FelixKrueger
commented
4 weeks ago Hmm, something here doesn't seem right. -q 32 should either result in an error, or use 32 as the path to the reference genome. -q is the default anyway, so just drop it. In case you were trying to use -p 32, I would not recommend doing that as it almost certainly won't result in a performance gain, but use something like 70 cores in total.
Also, you seem to have gotten alignments to the OT strand only, so I am wondering if you have enough system resources available? How much RAM and how many cores do you have available, and how big is your genome?
I would suggest keeping things simple to start with: move into the directory where the files are located, and run the following:
bismark --genome /mnt/f/Referance_genomes/molino_reference_genome/ -1 Mol_2S_S152_L003_R1_001.fastq -2 Mol_2S_S152_L003_R2_001.fastq(these filenames do not look like Trim Galore trimmed files by the way). Can you see if that works?
KayaHarper
Hello, I am using bismark to prep my files before using Methylkit. I have run FastQC on all my data and then trimmed them using Trim Galore! I was able to successfully run the genome preparations as well when running the bismark command:
bismark -q 32 --samtools_path /usr/bin/samtools –bowtie2_path /usr/bin/bowtie2 --genome /mnt/f/Referance_genomes/molino_reference_genome/ -1 /mnt/f/RawData/methyl-seq_raw_data/methyl-seq/molino/Mol_2S_S152_L003_R1_001.fastq -2 /mnt/f/RawData/methyl-seq_raw_data/methyl-seq/molino/Mol_2S_S152_L003_R2_001.fastq -o /mnt/f/meth-seq_data_bismark_aligned/bismark_aligned/molino
I am hit with a repeating sequence of error messages Use of uninitialized value in substr at /home/lab/Bismark/bismark line 4302, <__ANONIO__> line 10195. substr outside of string at /home/lab/Bismark/bismark line 4302, <__ANONIO__> line 10195. Use of uninitialized value in concatenation (.) or string at /home/lab/Bismark/bismark line 4302, <__ANONIO__> line 10195. Use of uninitialized value in numeric ge (>=) at /home/lab/Bismark/bismark line 4362, <__ANONIO__> line 10195. Chromosomal sequence could not be extracted for SRR020138.15034313_SALK_2029:7:100:1793:953_length=86 15 87239651
This sequence repeats hundreds of times and then while it does eventually end and create the .bam and alignment report files, the report doesnt seem right:
Final Alignment report
Sequences analysed in total: 10000 Number of alignments with a unique best hit from the different alignments: 4912 Mapping efficiency: 49.1%
Sequences with no alignments under any condition: 4176 Sequences did not map uniquely: 912 Sequences which were discarded because genomic sequence could not be extracted: 4912
Number of sequences with unique best (first) alignment came from the bowtie output: CT/CT: 0 ((converted) top strand) CT/GA: 2450 ((converted) bottom strand) GA/CT: 0 (complementary to (converted) top strand) GA/GA: 0 (complementary to (converted) bottom strand)

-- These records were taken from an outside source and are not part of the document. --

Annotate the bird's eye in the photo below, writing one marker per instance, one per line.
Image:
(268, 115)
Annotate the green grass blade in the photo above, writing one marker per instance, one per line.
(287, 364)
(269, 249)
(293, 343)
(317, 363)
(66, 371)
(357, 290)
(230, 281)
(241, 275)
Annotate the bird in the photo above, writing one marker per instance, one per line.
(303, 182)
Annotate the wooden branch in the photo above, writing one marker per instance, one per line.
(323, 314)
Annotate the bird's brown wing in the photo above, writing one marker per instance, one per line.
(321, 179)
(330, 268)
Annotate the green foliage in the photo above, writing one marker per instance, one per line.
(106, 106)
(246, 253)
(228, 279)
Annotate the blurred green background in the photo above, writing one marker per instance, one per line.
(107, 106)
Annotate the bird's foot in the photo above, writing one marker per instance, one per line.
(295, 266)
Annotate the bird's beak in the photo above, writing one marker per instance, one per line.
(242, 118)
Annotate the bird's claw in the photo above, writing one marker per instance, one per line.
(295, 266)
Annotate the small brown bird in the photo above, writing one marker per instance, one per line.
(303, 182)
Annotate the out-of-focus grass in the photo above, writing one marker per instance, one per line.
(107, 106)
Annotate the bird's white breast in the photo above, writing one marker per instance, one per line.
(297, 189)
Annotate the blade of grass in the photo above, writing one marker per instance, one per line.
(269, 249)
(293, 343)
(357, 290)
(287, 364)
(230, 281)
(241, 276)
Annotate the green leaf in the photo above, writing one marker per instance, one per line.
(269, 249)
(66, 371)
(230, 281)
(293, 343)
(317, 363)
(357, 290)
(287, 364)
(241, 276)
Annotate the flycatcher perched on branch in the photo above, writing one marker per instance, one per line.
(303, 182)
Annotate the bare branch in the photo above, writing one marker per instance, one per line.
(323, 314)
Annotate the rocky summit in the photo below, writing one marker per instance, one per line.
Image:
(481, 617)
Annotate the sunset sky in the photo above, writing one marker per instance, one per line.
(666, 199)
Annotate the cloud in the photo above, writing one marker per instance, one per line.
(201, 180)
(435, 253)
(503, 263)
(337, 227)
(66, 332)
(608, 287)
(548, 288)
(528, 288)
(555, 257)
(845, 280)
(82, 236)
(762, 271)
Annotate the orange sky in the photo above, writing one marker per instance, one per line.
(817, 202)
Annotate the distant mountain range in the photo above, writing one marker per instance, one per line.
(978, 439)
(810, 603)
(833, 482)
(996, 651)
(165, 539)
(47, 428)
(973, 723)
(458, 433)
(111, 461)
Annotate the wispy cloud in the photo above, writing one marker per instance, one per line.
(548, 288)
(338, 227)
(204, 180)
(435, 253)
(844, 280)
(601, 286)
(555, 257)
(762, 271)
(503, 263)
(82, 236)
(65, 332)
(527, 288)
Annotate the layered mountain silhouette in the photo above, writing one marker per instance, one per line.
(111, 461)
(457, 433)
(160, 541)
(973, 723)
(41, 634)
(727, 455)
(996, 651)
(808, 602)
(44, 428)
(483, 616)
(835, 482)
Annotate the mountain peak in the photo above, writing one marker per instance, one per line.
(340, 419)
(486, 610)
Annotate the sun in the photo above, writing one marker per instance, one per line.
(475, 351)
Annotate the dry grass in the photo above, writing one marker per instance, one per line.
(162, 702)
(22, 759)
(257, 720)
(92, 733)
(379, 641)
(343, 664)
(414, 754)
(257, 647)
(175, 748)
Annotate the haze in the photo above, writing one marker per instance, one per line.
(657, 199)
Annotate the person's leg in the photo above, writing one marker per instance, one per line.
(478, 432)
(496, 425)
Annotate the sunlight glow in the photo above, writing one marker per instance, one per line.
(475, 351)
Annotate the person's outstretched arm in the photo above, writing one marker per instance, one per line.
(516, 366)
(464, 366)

Number of alignments to (merely theoretical) complementary strands being rejected in total: 0
Final Cytosine Methylation Report
Total number of C's analysed: 0
Total methylated C's in CpG context: 0 Total methylated C's in CHG context: 0 Total methylated C's in CHH context: 0 Total methylated C's in Unknown context: 0
Total unmethylated C's in CpG context: 0 Total unmethylated C's in CHG context: 0 Total unmethylated C's in CHH context: 0 Total unmethylated C's in Unknown context: 0
Can't determine percentage of methylated Cs in CpG context if value was 0 Can't determine percentage of methylated Cs in CHG context if value was 0 Can't determine percentage of methylated Cs in CHH context if value was 0 Can't determine percentage of methylated Cs in Unknown context (CN or CHN) if value was 0
I have redone the command using the test files available on Bismark GitHub and the human genome from NCBI , and the result was the same. Does anyone have any suggestions on how to resolve this?